Oedipa Maas finds herself, in the first chapter, in a mess of memories triggered by the receipt of a letter claiming she had been named executor of the estate of her former boyfriend, Pierce Inverarity.
She “stood in the living room, stared at by the greenish dead eye of the TV
tube, spoke the name of God, tried to feel as drunk as possible” in order to escape the reality and of the situation.
A present theme so far in this chapter is the process of mental thoughts disrupted by other influences, in this case: TV, God, and alcohol.
Later in the chapter, other characters experience or prescribe something that disturbs the mind.
Mucho Maas’ former job as a used-car salesman was noted in the novel with hints to psychological malfunctioning: “…he could never accept the way each owner, each shadow, filed in only to exchange a dented, malfunctioning version of himself for another, just as futureless, automotive projection of somebody’s else’s life.”
Oedipa suggests that her husband was not quite right in the head and has since left the
lot.
He is currently working at the west coast radio station KCUF, reversed to spell
fuck.
Pychon’s interplay with words in this chapter cleverly disguises the intent of the original word.
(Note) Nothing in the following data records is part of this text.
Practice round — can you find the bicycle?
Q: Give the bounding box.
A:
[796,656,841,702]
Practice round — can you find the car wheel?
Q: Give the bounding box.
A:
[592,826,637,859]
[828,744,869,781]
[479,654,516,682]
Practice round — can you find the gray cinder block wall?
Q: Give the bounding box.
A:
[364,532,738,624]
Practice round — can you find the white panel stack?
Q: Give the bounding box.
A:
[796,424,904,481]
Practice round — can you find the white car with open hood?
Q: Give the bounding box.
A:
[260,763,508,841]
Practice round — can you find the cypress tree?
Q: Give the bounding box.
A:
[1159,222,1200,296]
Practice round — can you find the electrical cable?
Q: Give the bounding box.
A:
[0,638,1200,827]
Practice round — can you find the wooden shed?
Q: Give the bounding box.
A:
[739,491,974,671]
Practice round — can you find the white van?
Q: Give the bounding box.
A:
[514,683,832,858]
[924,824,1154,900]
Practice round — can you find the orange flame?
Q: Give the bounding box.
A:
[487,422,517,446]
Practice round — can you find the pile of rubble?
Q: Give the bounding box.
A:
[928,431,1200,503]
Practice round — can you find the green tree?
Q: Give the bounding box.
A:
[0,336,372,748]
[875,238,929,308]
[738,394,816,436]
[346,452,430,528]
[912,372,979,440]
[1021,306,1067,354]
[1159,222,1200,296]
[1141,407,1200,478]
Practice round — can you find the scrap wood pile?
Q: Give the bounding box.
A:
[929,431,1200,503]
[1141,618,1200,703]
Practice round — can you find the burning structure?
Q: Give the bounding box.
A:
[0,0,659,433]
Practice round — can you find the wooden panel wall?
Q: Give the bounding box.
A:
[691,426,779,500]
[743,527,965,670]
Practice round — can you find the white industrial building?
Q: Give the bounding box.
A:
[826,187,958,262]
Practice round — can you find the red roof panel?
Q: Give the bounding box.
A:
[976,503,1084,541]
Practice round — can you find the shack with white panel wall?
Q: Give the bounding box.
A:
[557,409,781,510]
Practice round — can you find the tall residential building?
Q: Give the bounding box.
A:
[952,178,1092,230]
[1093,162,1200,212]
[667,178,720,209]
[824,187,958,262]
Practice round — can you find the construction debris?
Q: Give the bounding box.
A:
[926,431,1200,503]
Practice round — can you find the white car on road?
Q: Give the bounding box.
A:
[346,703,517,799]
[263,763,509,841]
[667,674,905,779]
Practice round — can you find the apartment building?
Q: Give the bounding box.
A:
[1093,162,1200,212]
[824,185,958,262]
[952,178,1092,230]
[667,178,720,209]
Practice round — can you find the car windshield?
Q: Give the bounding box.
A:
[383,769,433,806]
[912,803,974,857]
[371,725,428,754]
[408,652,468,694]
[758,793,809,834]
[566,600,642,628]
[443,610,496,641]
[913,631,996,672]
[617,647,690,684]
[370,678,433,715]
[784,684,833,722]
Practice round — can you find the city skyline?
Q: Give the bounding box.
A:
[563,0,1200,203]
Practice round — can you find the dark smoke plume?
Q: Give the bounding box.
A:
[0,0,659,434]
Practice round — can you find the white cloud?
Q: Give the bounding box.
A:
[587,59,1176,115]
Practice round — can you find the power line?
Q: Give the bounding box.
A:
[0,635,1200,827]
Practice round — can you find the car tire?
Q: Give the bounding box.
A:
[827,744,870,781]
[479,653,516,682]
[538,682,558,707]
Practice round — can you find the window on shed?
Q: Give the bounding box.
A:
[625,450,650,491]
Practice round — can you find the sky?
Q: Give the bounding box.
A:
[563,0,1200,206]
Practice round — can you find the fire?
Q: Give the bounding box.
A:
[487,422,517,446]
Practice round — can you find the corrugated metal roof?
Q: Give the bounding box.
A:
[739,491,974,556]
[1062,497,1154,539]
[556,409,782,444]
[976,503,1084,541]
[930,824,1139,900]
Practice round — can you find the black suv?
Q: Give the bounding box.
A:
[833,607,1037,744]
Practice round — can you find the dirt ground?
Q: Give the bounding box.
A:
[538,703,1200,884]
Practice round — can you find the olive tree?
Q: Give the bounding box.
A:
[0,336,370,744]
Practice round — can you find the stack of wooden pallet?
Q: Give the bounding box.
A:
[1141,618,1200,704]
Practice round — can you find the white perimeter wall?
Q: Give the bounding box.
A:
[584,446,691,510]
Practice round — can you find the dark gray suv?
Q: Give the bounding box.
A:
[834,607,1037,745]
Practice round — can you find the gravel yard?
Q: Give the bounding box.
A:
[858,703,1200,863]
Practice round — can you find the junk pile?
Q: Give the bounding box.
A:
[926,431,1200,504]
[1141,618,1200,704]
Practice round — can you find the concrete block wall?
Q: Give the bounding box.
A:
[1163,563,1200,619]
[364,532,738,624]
Was the novel named after the used-car lot Maas worked at and was confused by his own reality? The latter word play suggests the tone of sexuality that is pervasive throughout the book. The first chapter hits on many of Oedipa’s relationships she’s had and continues to thwart advances from Roseman, her lawyer on the estate case. The relationship with the psychiatrist Dr. Hilarious (an odd name, perhaps a state induced by the drugs he prescribes), is not healthy in that he reaches out to her needs. Instead he recommends the use of illicit drugs to further distant herself from needs. “I’m having a hallucination now, I don’t need drugs for that,” she tells him. This first chapter seems to create scenarios in which reality is confused with many different memories, interrupted by bouts of drunkenness or drug-use, influenced by God and the TV tube, and internally corrupted by mental illness.
One particular image that confuses Oedipa is the painting of a triptych with “prisoners in the top room of a circular tower, embroidering a kind of tapestry which spilled out the slit windows and into a void, seeking hopelessly to fill the void” and hung in an exhibition of paintings by Remedios Varo in Mexico City. Oedipa’s reaction to this painting is tearful and full of sorrow. She recognizes that, like the frail girls trapped as prisoners in a tower, she too finds the want to escape her own life and does so engaging in relationships with other men and tampering in reality with influences that separate her further from her situation.